HKFP founder Tom Grundy adopted a two-pronged strategy to stand out against his competitors: He made it as easy as possible to donate while at the same time constantly reminding people that independent news costs money; and he made sure that HKFP never spends any funds beyond its means.
A crowdfunding campaign might not work for every startup, but there are many other ways to move away from dependence on grants. Journalists – even those who are not naturally good at strategic planning or business management – have plenty of skills that can be turned into revenue streams.
Do innovate for the future
Some startups have had success with subscription and membership models. One such example is the Burmese news website Frontier Myanmar, which delivers special services for paying members - as well as delivering free content for everyone.
Rappler in the Philippines has successfully experimented with another revenue stream: It used to rely on advertising as its main income stream. When the free press came under attack and advertising revenue dropped, Rappler came up with a B2B model, i.e. it started collecting data on misinformation networks in the Philippines, and selling it to clients all over the world.

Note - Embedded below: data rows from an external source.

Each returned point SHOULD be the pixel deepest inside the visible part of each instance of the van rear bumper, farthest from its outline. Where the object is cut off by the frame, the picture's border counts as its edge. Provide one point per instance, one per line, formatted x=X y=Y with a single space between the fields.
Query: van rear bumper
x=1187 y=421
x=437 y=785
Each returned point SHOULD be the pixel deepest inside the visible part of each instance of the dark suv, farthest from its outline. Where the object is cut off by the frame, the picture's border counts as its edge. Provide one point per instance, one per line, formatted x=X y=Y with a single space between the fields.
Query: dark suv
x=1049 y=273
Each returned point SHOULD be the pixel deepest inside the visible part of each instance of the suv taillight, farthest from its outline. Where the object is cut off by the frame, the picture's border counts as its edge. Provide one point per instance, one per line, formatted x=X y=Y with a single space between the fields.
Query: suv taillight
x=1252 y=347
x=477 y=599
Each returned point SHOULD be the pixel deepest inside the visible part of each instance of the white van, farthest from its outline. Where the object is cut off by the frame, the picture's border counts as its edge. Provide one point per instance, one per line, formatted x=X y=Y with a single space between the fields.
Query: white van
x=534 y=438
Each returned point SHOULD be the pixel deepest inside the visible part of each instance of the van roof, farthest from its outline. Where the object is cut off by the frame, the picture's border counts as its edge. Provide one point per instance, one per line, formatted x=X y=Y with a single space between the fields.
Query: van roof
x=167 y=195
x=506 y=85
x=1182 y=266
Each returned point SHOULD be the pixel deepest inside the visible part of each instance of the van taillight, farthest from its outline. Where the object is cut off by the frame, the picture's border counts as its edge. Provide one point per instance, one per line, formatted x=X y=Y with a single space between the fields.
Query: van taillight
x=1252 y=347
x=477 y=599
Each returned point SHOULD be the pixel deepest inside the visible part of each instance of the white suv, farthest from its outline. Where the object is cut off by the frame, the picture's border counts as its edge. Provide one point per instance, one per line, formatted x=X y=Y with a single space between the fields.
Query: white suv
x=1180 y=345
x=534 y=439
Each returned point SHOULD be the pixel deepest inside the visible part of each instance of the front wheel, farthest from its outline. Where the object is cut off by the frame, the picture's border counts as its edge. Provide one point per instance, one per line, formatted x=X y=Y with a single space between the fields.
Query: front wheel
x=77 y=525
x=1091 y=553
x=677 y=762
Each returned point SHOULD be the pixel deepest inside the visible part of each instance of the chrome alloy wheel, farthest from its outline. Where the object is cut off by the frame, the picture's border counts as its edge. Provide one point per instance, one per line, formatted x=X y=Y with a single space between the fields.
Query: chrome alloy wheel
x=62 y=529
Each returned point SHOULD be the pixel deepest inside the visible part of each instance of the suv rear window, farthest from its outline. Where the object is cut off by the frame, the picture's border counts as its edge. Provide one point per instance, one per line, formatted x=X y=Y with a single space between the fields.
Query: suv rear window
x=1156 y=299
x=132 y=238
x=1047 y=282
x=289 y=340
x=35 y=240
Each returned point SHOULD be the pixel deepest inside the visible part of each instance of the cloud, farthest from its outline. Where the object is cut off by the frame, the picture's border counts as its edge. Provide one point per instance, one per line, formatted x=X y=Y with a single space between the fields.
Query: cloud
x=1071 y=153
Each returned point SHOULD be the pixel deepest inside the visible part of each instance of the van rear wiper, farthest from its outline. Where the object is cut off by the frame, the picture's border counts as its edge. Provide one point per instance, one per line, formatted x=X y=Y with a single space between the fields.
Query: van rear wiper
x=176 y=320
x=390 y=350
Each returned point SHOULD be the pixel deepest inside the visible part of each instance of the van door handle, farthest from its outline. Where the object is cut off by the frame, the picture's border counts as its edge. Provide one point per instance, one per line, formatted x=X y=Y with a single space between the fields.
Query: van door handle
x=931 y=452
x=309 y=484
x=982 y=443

GK, a startup in Ecuador, offers audiovisual content production services to third-party customers. Animal Politico, a news site in Mexico, branched out into communications training to bring in extra funds.
Chequeado, an Argentine fact-checking agency, sells original content to other publishers. It also monetizes its in-house journalism skills by selling services and training, while paid appearances by staff on TV and radio also bring in revenue.
There are many different funding models available to media startups. As DW Akademie discovered through its interviews with entrepreneurs in the field, it's important to have a diverse range of revenue streams in your business plan so that if some parts of the business fail, others will keep it going.